Car déjà, ce 21 mai, l’armée versaillaise entre dans Paris. La semaine sanglante commence. Un journaliste communard rapporte l’existence d’une barricade de femmes à la défense de Montmartre. Ce n’est pas la seule. Les témoins, policiers notamment, font état de nombreuses femmes défendant des barricades, partout dans la ville. Voici, entre des milliers, Élodie Duvert, restauratrice rue Bonaparte, qui construit joyeusement la sienne :

Courage mes enfants, courage, dépêchez-vous, nous viendrons à bout de ces cochons de versaillais.

Elle réquisitionne dans la boutique de bondieuseries voisine des statues de saints qu’elle allonge en haut de la barricade, et qui protègent le peuple des balles…

Elles sont tuées sur les barricades, fusillées dans le massacre qui suit. Certaines sont violées — quelques historiens en parlent sur le moment… puis l’oublient. Omises comme actrices, elles sont encore omises comme victimes… La mention ci-dessus du fer rouge enc… une cantinière donne pourtant une idée de ce que les soldats étaient encouragés à faire.
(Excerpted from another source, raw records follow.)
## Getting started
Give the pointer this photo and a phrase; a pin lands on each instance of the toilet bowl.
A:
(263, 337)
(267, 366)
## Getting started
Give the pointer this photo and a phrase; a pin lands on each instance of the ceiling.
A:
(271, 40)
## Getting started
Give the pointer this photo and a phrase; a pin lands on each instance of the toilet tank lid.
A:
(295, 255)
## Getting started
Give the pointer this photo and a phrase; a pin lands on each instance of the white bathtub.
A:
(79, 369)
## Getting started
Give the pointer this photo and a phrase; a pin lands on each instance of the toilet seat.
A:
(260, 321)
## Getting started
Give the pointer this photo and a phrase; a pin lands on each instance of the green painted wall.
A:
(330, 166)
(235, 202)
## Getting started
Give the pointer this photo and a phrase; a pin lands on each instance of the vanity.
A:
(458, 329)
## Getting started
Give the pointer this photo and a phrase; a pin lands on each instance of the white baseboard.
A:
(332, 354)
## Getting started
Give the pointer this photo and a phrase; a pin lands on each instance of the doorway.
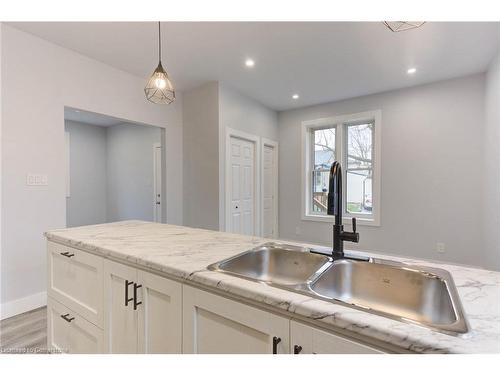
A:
(114, 169)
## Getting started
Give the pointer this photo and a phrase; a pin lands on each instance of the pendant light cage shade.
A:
(159, 89)
(398, 26)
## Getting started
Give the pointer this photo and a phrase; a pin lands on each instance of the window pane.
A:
(359, 193)
(359, 168)
(324, 156)
(359, 146)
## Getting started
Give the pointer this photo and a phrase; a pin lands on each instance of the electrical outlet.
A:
(37, 180)
(440, 247)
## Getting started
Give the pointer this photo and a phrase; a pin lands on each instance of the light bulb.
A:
(160, 83)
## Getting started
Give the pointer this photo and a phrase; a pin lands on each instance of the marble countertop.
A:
(185, 253)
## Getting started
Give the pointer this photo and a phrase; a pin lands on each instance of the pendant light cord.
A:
(159, 42)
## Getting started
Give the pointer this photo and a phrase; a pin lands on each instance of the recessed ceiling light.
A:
(249, 63)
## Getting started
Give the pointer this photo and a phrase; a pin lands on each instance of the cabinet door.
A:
(309, 340)
(160, 314)
(75, 278)
(68, 332)
(121, 320)
(213, 324)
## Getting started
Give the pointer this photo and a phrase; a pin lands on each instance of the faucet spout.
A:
(335, 208)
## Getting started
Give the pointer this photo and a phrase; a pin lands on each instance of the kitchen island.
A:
(198, 299)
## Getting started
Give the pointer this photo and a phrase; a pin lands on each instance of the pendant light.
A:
(159, 89)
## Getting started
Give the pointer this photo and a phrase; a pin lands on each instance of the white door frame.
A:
(233, 133)
(269, 142)
(157, 217)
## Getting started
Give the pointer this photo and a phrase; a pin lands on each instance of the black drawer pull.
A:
(65, 317)
(136, 286)
(127, 284)
(276, 341)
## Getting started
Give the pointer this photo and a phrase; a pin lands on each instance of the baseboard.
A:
(22, 305)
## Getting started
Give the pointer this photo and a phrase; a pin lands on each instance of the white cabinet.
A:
(160, 315)
(213, 324)
(75, 280)
(97, 305)
(305, 339)
(143, 311)
(69, 332)
(121, 319)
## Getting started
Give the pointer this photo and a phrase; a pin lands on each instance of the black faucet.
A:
(335, 208)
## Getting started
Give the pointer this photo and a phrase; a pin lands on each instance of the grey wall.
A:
(244, 114)
(33, 142)
(431, 182)
(207, 111)
(201, 157)
(87, 201)
(492, 166)
(130, 189)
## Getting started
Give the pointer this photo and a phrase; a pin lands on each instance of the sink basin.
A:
(275, 264)
(422, 295)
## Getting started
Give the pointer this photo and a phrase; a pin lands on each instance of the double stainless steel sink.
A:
(421, 295)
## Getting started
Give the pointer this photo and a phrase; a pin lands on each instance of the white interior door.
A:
(269, 191)
(242, 186)
(157, 183)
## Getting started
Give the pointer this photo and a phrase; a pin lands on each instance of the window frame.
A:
(341, 123)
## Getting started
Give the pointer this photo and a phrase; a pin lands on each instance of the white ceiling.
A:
(321, 62)
(90, 117)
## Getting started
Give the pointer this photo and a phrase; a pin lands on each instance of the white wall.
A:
(130, 188)
(492, 166)
(87, 203)
(431, 183)
(242, 113)
(200, 145)
(42, 78)
(207, 111)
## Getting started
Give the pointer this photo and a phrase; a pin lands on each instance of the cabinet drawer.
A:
(75, 278)
(310, 340)
(216, 325)
(68, 332)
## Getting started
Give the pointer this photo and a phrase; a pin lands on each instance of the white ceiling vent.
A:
(397, 26)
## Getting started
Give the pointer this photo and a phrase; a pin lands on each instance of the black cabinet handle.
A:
(65, 317)
(127, 284)
(136, 286)
(276, 341)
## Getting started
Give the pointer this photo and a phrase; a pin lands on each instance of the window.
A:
(352, 140)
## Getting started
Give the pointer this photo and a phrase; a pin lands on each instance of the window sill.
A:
(372, 222)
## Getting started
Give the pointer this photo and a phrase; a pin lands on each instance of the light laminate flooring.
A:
(25, 333)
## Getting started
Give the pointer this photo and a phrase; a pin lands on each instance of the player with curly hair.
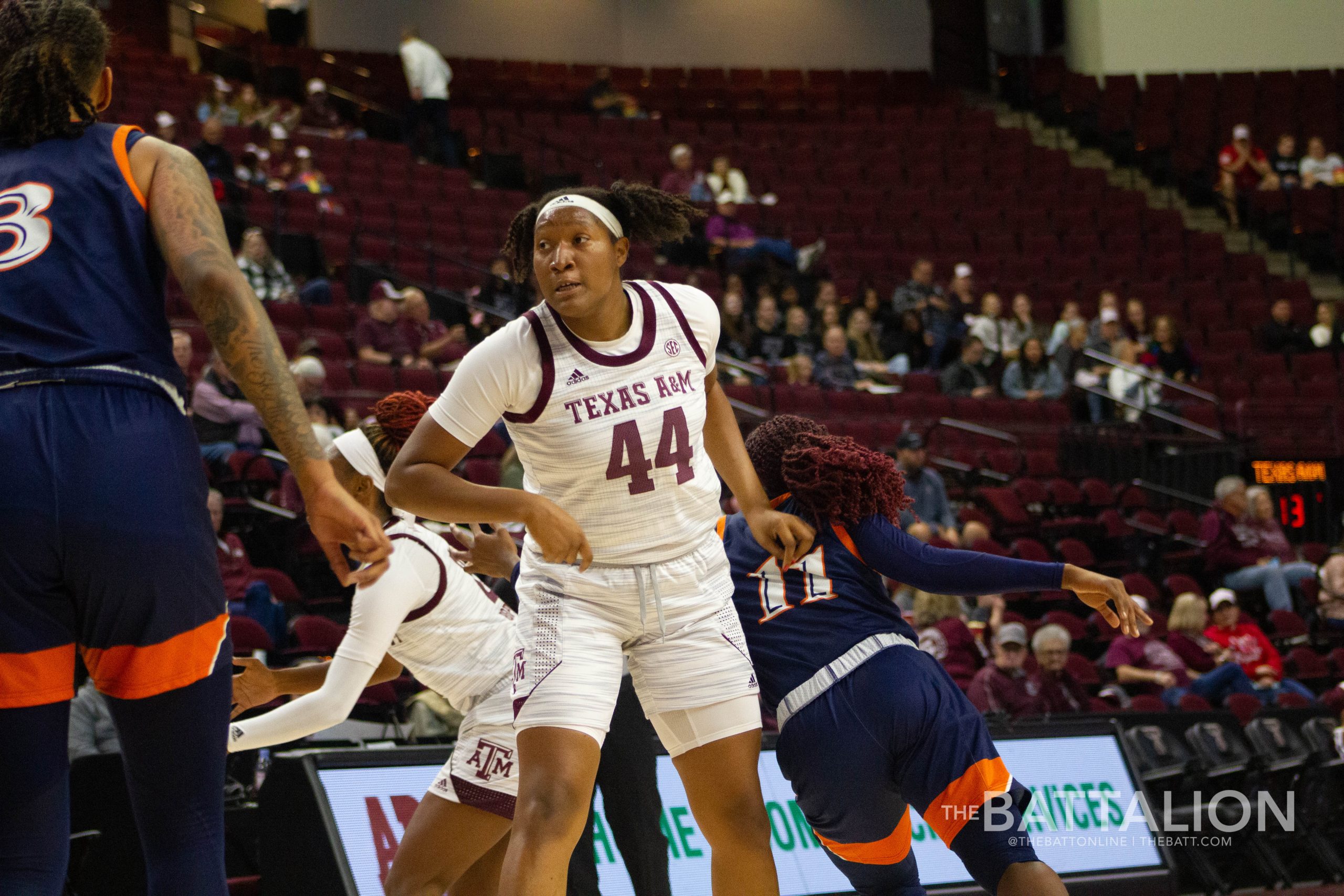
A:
(611, 394)
(455, 636)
Elles ont été peut-être un cinquième des victimes des massacres, moins parmi celles de la guerre entamée le 2 avril — plusieurs milliers de « mortes de la Commune » selon les décomptes les plus récents.

Certaines sont traînées à Versailles sous les crachats (et pire) des honnêtes gens et emprisonnées dans des conditions que plusieurs d’entre elles ont décrites, comme Émilie Noro, dont le témoignage, égaré, oublié, retrouvé, a été publié en 1913 et ré-oublié, ou Céleste Hardouin, une institutrice qui a publié le sien — à compte d’auteure.

Simultanément, elles sont devenues « pétroleuses ». La légende de ces hordes — imaginaires — de mégères armées de pots à lait pleins de pétrole, se glissant dans les rues pour mettre le feu aux maisons, terrorise les bourgeois et inspire les dessinateurs… Pourtant, au « procès des pétroleuses », les huit mille furies dont on avait fait tant de bruit se réduisent à cinq ouvrières, Eulalie Papavoine, Lucie Bocquin, Élisabeth Rétiffe, Joséphine Marchais, Léontine Suétens, ambulancières et cantinières qui n’ont fait que soigner des blessés. N’empêche, les trois dernières sont condamnées à mort (mais pas exécutées).

Les Tuileries ont bel et bien brûlé, « nous ne voulons plus de roi, nous n’avons pas besoin de château », belle parole de Nathalie Le Mel qui, face à ses juges, assume ses actes et ses opinions. Louise Michel aussi, qui a fait le coup de fusil sur les fortifications ou dans les forts du sud, et accède à la notoriété grâce à son procès. Elle, Nathalie Le Mel et d’autres sont déportées en Nouvelle-Calédonie.

Beaucoup d’autres prennent le chemin de l’exil. Encore plus anonymes sont celles qui, après avoir aidé des fugitifs traqués à quitter Paris, les rejoignent à Londres, à Genève ou ailleurs, et souvent travaillent, comme blanchisseuses ou femmes de ménage, pour nourrir leurs hommes au chômage.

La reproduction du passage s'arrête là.